I love this idea of stewardship and ministry in general as song – a song of deep meaning and purpose in our gut, the multiple melodies of compassion, kindness, humility, meekness, and patience coming together in five-part harmony; a beautiful sound that seeks to resolve the dissonant discord of our lives and our world. Making a joyful noise – a curious juxtaposition, if you think about it, “joyful noise” – as not just our personal commitment to the work and ministry of God’s church, but a testimony to the song that is our very life.
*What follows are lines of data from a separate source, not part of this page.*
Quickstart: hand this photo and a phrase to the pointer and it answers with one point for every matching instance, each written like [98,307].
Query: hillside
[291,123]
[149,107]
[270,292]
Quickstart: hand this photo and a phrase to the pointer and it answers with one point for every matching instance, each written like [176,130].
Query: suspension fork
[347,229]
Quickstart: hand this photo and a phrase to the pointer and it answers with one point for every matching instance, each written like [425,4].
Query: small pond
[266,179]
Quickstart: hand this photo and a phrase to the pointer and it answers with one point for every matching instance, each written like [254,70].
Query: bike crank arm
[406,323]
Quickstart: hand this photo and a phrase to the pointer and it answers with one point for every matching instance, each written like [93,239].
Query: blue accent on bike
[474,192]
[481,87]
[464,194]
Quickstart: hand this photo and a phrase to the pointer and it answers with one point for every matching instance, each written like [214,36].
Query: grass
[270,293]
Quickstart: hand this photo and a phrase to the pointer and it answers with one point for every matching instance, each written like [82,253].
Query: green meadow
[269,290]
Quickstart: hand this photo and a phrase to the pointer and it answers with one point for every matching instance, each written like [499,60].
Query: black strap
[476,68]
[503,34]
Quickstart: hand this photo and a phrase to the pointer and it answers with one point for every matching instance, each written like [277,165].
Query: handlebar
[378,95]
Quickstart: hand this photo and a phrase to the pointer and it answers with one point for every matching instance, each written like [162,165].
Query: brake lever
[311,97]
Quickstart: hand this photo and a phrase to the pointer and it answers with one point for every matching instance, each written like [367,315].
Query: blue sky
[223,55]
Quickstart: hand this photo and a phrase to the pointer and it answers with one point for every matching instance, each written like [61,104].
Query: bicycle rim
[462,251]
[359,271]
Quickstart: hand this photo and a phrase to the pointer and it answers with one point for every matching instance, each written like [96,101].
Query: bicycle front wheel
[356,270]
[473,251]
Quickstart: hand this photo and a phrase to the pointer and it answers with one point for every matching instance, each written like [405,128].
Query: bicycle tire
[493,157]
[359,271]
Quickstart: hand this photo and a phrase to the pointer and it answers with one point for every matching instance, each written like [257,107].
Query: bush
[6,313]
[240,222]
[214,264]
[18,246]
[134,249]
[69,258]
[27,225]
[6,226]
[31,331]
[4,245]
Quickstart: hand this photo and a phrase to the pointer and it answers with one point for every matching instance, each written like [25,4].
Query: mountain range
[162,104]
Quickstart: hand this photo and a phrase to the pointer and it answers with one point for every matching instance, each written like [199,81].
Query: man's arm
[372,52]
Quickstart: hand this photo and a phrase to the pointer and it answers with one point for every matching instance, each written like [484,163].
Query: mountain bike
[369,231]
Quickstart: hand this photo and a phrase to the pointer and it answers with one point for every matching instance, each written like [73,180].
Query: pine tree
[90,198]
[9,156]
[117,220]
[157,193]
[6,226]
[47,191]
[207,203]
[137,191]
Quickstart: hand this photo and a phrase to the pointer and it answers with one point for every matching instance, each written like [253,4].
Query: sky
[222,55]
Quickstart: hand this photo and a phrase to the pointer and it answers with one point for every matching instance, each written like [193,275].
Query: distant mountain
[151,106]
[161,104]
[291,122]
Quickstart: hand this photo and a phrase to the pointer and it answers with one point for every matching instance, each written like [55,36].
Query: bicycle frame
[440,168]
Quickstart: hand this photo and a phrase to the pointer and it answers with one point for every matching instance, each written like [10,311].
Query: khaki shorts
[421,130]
And beloved, the truth of things, if we think about it, is that we are all songwriters – even if we haven’t a clue about music theory, even if we couldn’t tell a treble clef from a bass clef, even if we have zero experience playing a musical instrument. We are all songwriters. And along with that, we are singers – even if we don’t know how to carry a tune, even if we aren’t sure what part to sing. We are songwriters, we are singers, simply by virtue of the fact that we are part of the larger musical masterpiece that God has been composing since the foundation of the world. We have our part to sing; we have our own special song to add to that masterpiece.
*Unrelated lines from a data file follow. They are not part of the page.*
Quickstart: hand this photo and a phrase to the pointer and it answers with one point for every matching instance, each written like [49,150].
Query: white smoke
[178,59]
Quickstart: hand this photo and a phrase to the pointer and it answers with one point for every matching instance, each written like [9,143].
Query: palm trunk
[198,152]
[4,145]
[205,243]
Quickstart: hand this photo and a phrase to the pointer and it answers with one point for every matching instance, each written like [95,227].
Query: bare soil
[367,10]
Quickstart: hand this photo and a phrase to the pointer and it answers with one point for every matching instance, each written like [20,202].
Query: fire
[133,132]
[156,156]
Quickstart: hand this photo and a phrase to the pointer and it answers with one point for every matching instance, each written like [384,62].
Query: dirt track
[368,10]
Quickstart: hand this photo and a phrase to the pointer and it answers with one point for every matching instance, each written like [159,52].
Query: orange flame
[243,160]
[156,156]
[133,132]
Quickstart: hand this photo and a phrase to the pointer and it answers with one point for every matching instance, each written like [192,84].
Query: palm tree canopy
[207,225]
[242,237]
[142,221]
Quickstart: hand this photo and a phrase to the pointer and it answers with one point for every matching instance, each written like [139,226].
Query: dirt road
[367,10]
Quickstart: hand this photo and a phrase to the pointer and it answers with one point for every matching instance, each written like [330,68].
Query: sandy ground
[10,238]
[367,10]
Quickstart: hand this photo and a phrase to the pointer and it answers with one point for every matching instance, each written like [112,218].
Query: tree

And so perhaps the question that you and I should ponder this day and in the days to come is this: what is the song that you long to write with your life? What is the song that you long to write with your life? Where does your passion lie? What gets you out of bed in the morning and gives you what you need to go through your day? How do compassion, kindness, humility, meekness, and patience serve as a foundation for the lovely song you’re in the process of writing with your very life?
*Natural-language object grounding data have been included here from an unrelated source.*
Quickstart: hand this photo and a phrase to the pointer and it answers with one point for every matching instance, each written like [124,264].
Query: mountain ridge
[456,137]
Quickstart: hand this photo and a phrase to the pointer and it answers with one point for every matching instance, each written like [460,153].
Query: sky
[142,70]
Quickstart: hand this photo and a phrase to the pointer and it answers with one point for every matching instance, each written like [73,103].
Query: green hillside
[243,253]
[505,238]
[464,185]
And what is it that makes your heart sing? What brings you joy; what inspires you? Where do you find deep meaning and purpose – is it in family? Friends? A desire to see the world made a better place? A passion for letting that love fill up your life and the lives of those around you?

Friends, I want to invite you to take time in the coming weeks to think about the song that is your life and how you are sharing that song with the world. I invite you to consider the impact your song can have on yourself and on others. I challenge you to think about the ways your song can merge with the melodies of others and create something truly beautiful, spiritual, other-worldly. For we are all songwriters and singers. We are all children of a God who gives us every reason imaginable to sing our hearts out. Thanks be to God for the song we’ve been given. Thanks be to God for the song we get to sing together!

In the name of the Creator, Redeemer, and Sustainer, thanks be to God – and may all of God’s people say, AMEN!

 

 

* Because sermons are meant to be preached and are therefore prepared with the emphasis on verbal presentation, the written accounts occasionally stray from proper grammar and punctuation.

 

[1] John Haughey, S.J., The Conspiracy of God (Garden City, N.Y.: Doubleday, 1973), 35.